As a historical climatologist, Evelyn Browning-Garris of the Browning Newsletter checks the weather with an eye to the past and the future.
“There is enough data that we know the year-to-year weather in the Northern Hemisphere for the last 100,000 years,” says Browning-Garriss, who uses her knowledge of those patterns to explain the climate of today—and tomorrow—for farmers and others. “You need to know what happens most of the time when you’re facing these conditions.”
And those conditions are in flux, according to Browning-Garriss, who recently spoke at the Crop Insurance and Reinsurance Bureau’s annual meeting. “If the last few years have been exciting, it’s because the Pacific has changed,” she says. ”When the Pacific changes, it changes weather patterns globally.”
These paradigm shifts can be incredibly disruptive. “As you shift weather patterns, you increase disaster risk and exposure,” says Browning-Garriss, who believes climate changes ebb and flow. “These people who want to cut back farmers’ insurance are picking a heck of a time to do it.”
Here are the weather patterns you’ll want to watch and why.
- A cooler Pacific. The Pacific Decadal Oscillation (PDO) is a mouthful to say, but it’s also an ocean current that is likely to bring drier weather to the Midwest through its 15- to 20-year cycle. Browning-Garris says the PDO shifted in 2006 to a “negative” phase that she nicknames “Pretty Dry Oklahoma.” This pattern changes rain and snow patterns, boosts the chances of floods and droughts, and in the West and Great Lakes regions, "increases the probability of dry weather."
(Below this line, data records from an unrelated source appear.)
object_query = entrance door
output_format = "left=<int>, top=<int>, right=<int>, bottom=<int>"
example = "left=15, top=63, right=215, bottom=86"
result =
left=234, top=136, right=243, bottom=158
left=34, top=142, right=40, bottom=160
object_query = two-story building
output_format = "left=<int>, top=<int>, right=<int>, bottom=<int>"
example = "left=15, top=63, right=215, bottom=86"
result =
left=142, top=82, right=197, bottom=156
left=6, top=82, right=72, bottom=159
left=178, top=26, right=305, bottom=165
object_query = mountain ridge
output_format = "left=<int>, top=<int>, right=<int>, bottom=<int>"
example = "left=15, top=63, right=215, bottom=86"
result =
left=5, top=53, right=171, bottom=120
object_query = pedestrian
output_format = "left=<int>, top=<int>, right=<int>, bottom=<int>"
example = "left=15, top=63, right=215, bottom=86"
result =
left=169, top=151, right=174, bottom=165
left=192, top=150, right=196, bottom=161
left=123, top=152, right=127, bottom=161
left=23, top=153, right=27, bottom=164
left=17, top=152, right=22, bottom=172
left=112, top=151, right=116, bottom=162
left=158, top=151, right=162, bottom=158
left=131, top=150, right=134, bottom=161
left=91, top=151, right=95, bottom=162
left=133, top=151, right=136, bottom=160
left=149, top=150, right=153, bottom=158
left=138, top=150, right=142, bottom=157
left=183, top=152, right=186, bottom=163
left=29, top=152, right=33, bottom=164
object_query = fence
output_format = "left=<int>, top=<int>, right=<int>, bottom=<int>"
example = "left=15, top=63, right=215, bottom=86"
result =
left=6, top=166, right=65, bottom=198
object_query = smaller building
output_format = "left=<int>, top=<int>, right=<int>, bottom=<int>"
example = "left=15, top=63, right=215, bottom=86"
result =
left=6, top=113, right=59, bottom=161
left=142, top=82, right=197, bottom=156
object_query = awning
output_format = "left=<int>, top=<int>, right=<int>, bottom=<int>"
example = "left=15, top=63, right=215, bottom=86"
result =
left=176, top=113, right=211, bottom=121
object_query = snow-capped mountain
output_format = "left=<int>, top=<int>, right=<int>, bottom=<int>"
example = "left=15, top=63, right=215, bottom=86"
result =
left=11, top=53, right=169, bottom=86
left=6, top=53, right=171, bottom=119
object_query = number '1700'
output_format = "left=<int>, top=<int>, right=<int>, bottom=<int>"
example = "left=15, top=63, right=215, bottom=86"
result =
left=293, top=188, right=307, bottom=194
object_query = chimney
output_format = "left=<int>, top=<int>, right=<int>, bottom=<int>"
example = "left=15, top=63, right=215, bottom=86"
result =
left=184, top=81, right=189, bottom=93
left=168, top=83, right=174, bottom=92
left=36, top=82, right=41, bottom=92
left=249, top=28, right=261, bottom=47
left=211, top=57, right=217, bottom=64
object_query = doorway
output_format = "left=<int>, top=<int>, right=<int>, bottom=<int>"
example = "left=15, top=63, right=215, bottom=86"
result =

- A warmer Atlantic. The Atlantic Multidecadal Oscillation (AMO) warms the North Atlantic and speeds the Gulf Stream on a 60- to 70-year cycle. This ocean current shifted in 1995, bringing more frequent and powerful hurricanes like Superstorm Sandy, hotter summers east of the Rocky Mountains, and colder, stormier winters and spring seasons. When this Atlantic pattern combines with the current Pacific pattern, it results in “dry weather in the West and the Great Plains,” according to Browning-Garris.
- El Niño. The warmer ocean currents of this shorter, 6- to 18-month weather cycle affect agriculture by bringing drought to some areas and rainfall in others. While one potential El Niño evaporated in 2014, there’s still a 50% or better chance that the weather pattern could return. "A weak/moderate El Niño ... increases the risk of dry springtime weather in the eastern Corn Belt," says Browning-Garriss.
- La Niña. This pattern, with its cooler ocean currents, typically brings drier conditions. “La Niña doesn’t sneak up on you,” Browning-Garriss says. “If you see a La Niña forming, it means drought in most of the U.S.”
The impact of these weather events can be far-reaching.
For example, Browning-Garriss notes the connections between politically troubled regions of the Middle East and their climate challenges. “If you think it’s tough here in the U.S., it’s even tougher where agriculture is more marginal,” she says. “When the Atlantic goes hot, you don’t have a lot of rainfall in the Middle East, but it’s evenly distributed. When the Atlantic goes cold, you get more rainfall in Iraq, Turkey and the eastern Mediterranean (and less in Iran) … If Iran has been irritable lately, part of it is because Iran has been desperate.”
She also points to Syria, which has been involved in a civil war since 2011. “Guess what popped up there after three years of drought?” she says. “When you change temperatures, when you change climate, when you change rainfall pattern, you change agriculture and society around the world.”